Because PHP isn't actually used like that. Most engineers use frameworks (like
Symfony, Zend, Yii, Cake, Laravel etc.) or at least components of these
frameworks if they work on something very complex. NIH is a thing of the past.

> If that's how PHP is used in practice then it's fair to complain about PHP.

If shitty developers use a language then it's fair to complain about said
language?
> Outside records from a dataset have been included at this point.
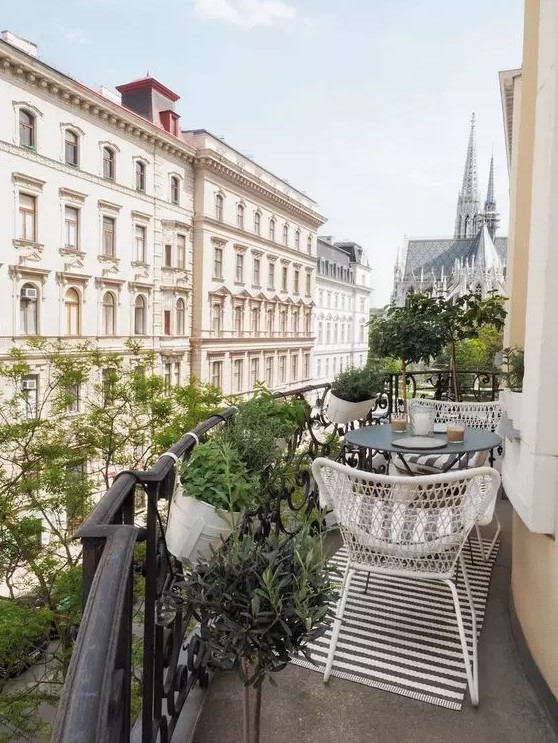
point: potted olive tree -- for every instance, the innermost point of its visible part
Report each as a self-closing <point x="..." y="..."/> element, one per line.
<point x="353" y="392"/>
<point x="260" y="600"/>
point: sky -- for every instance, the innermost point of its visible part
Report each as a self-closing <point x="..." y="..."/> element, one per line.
<point x="362" y="104"/>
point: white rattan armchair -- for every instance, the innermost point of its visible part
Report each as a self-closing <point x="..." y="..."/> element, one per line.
<point x="412" y="527"/>
<point x="484" y="415"/>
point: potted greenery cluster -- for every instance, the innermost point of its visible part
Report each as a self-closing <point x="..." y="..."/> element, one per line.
<point x="353" y="392"/>
<point x="228" y="474"/>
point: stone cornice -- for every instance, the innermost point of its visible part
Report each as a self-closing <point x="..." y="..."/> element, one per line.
<point x="77" y="97"/>
<point x="210" y="160"/>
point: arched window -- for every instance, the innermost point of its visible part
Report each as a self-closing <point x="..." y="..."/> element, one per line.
<point x="140" y="175"/>
<point x="109" y="314"/>
<point x="27" y="133"/>
<point x="73" y="312"/>
<point x="109" y="163"/>
<point x="175" y="189"/>
<point x="180" y="317"/>
<point x="219" y="207"/>
<point x="29" y="310"/>
<point x="71" y="148"/>
<point x="139" y="315"/>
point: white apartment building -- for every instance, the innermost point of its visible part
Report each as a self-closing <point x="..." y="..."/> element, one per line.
<point x="254" y="272"/>
<point x="96" y="214"/>
<point x="343" y="292"/>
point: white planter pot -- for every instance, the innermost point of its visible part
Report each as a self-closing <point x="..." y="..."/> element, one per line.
<point x="340" y="411"/>
<point x="194" y="527"/>
<point x="513" y="405"/>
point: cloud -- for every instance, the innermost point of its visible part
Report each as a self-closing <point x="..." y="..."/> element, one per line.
<point x="75" y="36"/>
<point x="245" y="13"/>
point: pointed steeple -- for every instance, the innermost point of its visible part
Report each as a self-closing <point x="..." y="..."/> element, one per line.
<point x="468" y="205"/>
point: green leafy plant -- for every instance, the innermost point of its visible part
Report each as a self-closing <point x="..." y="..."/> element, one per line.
<point x="357" y="384"/>
<point x="514" y="367"/>
<point x="260" y="601"/>
<point x="216" y="474"/>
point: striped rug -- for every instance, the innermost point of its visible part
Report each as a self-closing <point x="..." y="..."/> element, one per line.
<point x="402" y="635"/>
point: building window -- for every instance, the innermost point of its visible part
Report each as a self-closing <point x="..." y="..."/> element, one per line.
<point x="109" y="314"/>
<point x="255" y="320"/>
<point x="219" y="207"/>
<point x="27" y="217"/>
<point x="71" y="227"/>
<point x="218" y="263"/>
<point x="238" y="320"/>
<point x="140" y="176"/>
<point x="239" y="276"/>
<point x="240" y="216"/>
<point x="140" y="237"/>
<point x="294" y="368"/>
<point x="254" y="371"/>
<point x="181" y="251"/>
<point x="139" y="315"/>
<point x="109" y="163"/>
<point x="237" y="375"/>
<point x="71" y="148"/>
<point x="167" y="255"/>
<point x="167" y="322"/>
<point x="269" y="371"/>
<point x="29" y="310"/>
<point x="256" y="274"/>
<point x="284" y="278"/>
<point x="217" y="319"/>
<point x="108" y="249"/>
<point x="217" y="374"/>
<point x="29" y="391"/>
<point x="26" y="128"/>
<point x="180" y="317"/>
<point x="73" y="312"/>
<point x="282" y="369"/>
<point x="175" y="189"/>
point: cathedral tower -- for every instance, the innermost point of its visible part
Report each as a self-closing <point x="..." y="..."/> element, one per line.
<point x="468" y="204"/>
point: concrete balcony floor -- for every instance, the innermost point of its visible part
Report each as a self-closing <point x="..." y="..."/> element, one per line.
<point x="302" y="708"/>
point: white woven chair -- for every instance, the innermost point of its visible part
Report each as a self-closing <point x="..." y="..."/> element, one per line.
<point x="482" y="415"/>
<point x="413" y="527"/>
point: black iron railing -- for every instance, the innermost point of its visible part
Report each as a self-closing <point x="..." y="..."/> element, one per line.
<point x="96" y="702"/>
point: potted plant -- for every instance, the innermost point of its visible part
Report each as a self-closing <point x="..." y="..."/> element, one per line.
<point x="514" y="368"/>
<point x="260" y="600"/>
<point x="213" y="487"/>
<point x="353" y="392"/>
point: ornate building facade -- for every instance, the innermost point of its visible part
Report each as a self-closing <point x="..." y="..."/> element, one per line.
<point x="343" y="291"/>
<point x="474" y="259"/>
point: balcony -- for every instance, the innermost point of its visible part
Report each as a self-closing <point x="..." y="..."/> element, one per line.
<point x="176" y="672"/>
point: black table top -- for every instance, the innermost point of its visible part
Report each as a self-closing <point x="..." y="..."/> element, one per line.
<point x="381" y="437"/>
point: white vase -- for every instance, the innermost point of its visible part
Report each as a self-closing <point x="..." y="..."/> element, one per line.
<point x="195" y="527"/>
<point x="341" y="411"/>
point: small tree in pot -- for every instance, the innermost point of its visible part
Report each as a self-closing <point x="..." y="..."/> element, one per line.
<point x="353" y="392"/>
<point x="260" y="600"/>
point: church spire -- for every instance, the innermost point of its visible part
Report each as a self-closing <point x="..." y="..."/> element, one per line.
<point x="490" y="215"/>
<point x="468" y="205"/>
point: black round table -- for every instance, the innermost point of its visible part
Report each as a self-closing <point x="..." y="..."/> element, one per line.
<point x="381" y="438"/>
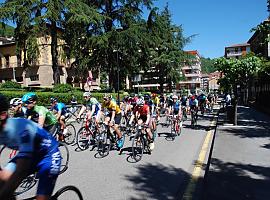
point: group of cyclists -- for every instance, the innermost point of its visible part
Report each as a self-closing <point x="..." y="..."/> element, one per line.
<point x="38" y="149"/>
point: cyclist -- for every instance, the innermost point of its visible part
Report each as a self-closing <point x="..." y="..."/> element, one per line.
<point x="61" y="110"/>
<point x="39" y="114"/>
<point x="113" y="118"/>
<point x="17" y="110"/>
<point x="92" y="106"/>
<point x="141" y="113"/>
<point x="194" y="104"/>
<point x="38" y="152"/>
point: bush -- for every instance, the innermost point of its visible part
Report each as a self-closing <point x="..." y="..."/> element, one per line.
<point x="10" y="84"/>
<point x="62" y="88"/>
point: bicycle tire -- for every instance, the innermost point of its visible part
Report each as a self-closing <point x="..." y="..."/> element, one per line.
<point x="70" y="136"/>
<point x="64" y="189"/>
<point x="83" y="138"/>
<point x="104" y="144"/>
<point x="65" y="157"/>
<point x="137" y="147"/>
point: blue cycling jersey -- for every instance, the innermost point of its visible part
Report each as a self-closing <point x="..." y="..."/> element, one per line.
<point x="60" y="107"/>
<point x="176" y="106"/>
<point x="37" y="144"/>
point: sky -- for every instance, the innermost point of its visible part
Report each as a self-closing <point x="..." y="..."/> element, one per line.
<point x="216" y="23"/>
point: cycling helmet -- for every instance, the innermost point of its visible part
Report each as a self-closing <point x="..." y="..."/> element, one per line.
<point x="174" y="97"/>
<point x="87" y="94"/>
<point x="140" y="102"/>
<point x="15" y="101"/>
<point x="53" y="99"/>
<point x="107" y="96"/>
<point x="29" y="97"/>
<point x="3" y="103"/>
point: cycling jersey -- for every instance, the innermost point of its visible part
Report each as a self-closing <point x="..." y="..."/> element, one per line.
<point x="41" y="111"/>
<point x="144" y="110"/>
<point x="176" y="105"/>
<point x="93" y="101"/>
<point x="60" y="107"/>
<point x="36" y="144"/>
<point x="112" y="106"/>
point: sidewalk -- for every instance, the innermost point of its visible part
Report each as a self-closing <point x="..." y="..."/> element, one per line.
<point x="240" y="163"/>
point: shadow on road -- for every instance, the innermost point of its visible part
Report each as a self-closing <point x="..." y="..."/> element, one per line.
<point x="158" y="182"/>
<point x="237" y="181"/>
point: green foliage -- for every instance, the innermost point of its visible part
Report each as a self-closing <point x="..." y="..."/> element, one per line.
<point x="207" y="65"/>
<point x="6" y="30"/>
<point x="62" y="88"/>
<point x="237" y="71"/>
<point x="10" y="84"/>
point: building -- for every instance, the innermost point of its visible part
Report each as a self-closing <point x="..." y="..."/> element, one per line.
<point x="39" y="73"/>
<point x="192" y="74"/>
<point x="237" y="50"/>
<point x="258" y="43"/>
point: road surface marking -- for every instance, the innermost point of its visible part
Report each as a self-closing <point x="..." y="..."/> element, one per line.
<point x="188" y="195"/>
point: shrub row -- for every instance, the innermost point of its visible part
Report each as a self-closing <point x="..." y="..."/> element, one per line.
<point x="44" y="97"/>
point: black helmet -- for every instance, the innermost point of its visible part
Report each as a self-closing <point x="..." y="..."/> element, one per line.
<point x="4" y="104"/>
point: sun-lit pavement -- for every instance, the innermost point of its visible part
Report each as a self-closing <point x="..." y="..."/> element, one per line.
<point x="162" y="175"/>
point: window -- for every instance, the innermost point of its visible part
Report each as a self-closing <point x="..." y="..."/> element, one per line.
<point x="34" y="77"/>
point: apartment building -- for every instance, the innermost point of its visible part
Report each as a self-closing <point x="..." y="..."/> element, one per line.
<point x="258" y="42"/>
<point x="40" y="72"/>
<point x="192" y="74"/>
<point x="237" y="50"/>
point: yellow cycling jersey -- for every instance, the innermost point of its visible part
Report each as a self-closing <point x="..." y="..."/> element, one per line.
<point x="112" y="106"/>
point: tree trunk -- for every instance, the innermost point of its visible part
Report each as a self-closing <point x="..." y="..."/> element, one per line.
<point x="54" y="52"/>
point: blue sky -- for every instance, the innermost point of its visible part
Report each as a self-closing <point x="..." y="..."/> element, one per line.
<point x="218" y="23"/>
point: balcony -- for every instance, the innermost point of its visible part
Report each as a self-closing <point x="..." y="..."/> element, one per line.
<point x="193" y="75"/>
<point x="234" y="53"/>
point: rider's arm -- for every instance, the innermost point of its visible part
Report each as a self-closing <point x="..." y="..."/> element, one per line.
<point x="23" y="165"/>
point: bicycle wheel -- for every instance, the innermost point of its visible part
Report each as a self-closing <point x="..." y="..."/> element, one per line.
<point x="70" y="136"/>
<point x="65" y="157"/>
<point x="137" y="147"/>
<point x="6" y="155"/>
<point x="67" y="193"/>
<point x="84" y="138"/>
<point x="104" y="144"/>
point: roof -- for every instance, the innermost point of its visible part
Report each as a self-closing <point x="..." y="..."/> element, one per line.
<point x="257" y="32"/>
<point x="239" y="45"/>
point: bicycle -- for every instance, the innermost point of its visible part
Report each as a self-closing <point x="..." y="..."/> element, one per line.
<point x="87" y="134"/>
<point x="7" y="154"/>
<point x="194" y="117"/>
<point x="140" y="143"/>
<point x="107" y="140"/>
<point x="68" y="192"/>
<point x="175" y="126"/>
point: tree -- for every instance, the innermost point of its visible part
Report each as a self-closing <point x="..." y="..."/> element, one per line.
<point x="237" y="73"/>
<point x="167" y="43"/>
<point x="207" y="65"/>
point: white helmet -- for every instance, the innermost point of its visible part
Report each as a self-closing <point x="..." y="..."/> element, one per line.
<point x="87" y="94"/>
<point x="15" y="101"/>
<point x="140" y="102"/>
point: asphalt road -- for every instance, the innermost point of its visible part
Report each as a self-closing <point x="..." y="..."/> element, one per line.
<point x="162" y="175"/>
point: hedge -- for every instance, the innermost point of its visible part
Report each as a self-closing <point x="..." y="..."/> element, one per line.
<point x="44" y="97"/>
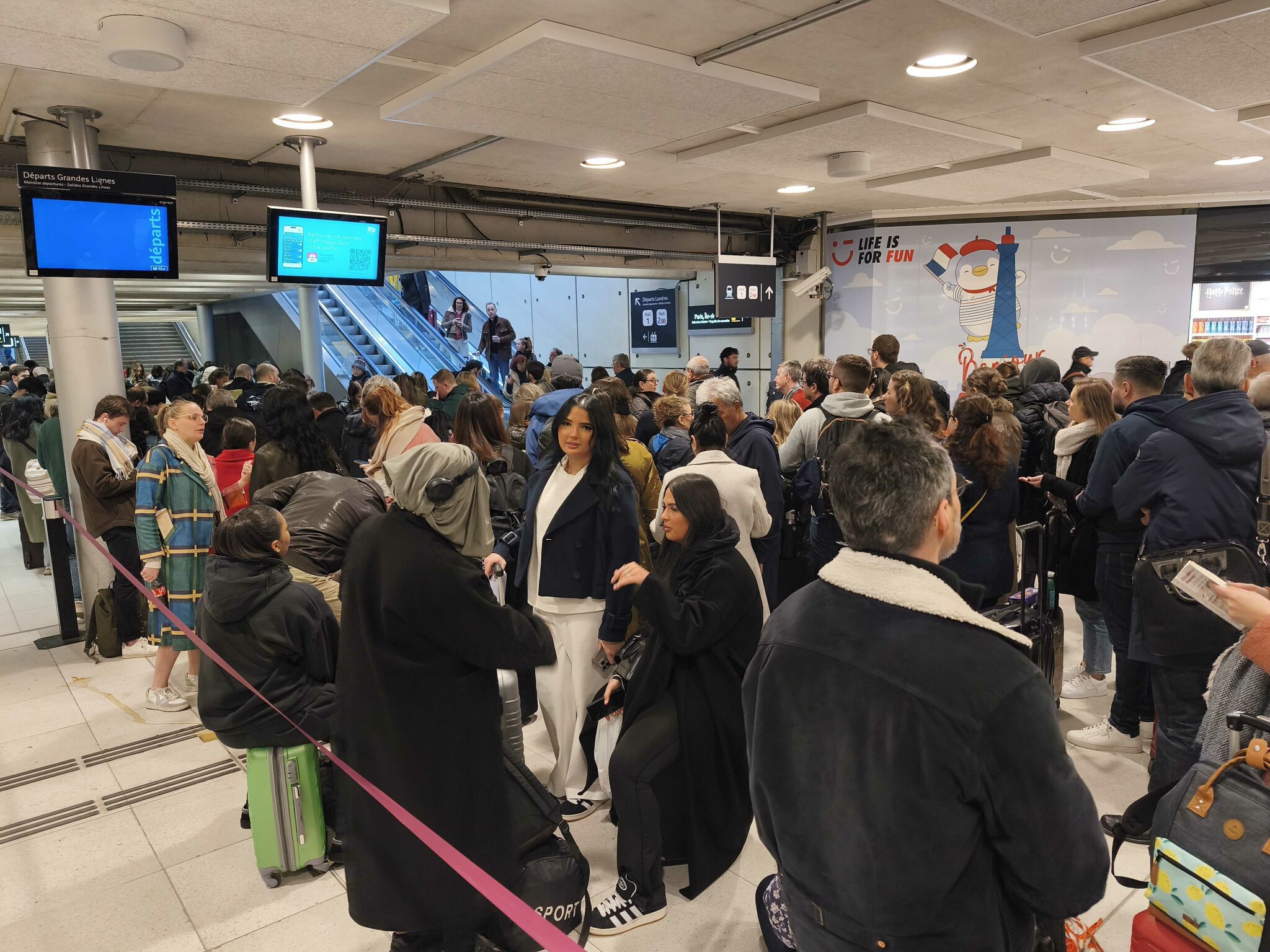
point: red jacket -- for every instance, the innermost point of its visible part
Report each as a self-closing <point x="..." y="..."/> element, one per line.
<point x="229" y="470"/>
Really?

------
gfodor
I feel like the reason you don't see a web app development model that takes
from the best ideas from both PHP model and the Rails/Django model is because
by the time you've been exposed deeply enough to both of these approaches to
truly understand the benefits and flaws of each you are way too cynical and
burnt out on the idea of tooling around building "the next big web framework."
Instead, after watching trends come and go, you just take whatever you can get
for free and go out and solve real problems with it.

------
mVChr
I'm preferentially a Python programmer who is currently working on a large
well-known high-Alexa-ranked website that uses the LAMP stack. The site has
been around for a while and is a behemoth, so I understand why it has stayed
with these technologies despite the fact that there are many people on the
project at this point who'd prefer otherwise. There are both ugly workarounds
and rambling boilerplate in several places due to limitations in both PHP and
MySQL, and there are also other ugly portions of the codebase due to
inexperienced developers or bad legacy decisions that haven't been fully
refactored (not the fault of PHP or MySQL). However, there is also a good deal
of work that is well thought out and architected so I no longer have as many
qualms about PHP as I used to (that I now realize was due to being thrown into
codebases that were just a mishmash of crap... there do seem to be more of
those in PHP than in other languages, but that's just my personal exposure).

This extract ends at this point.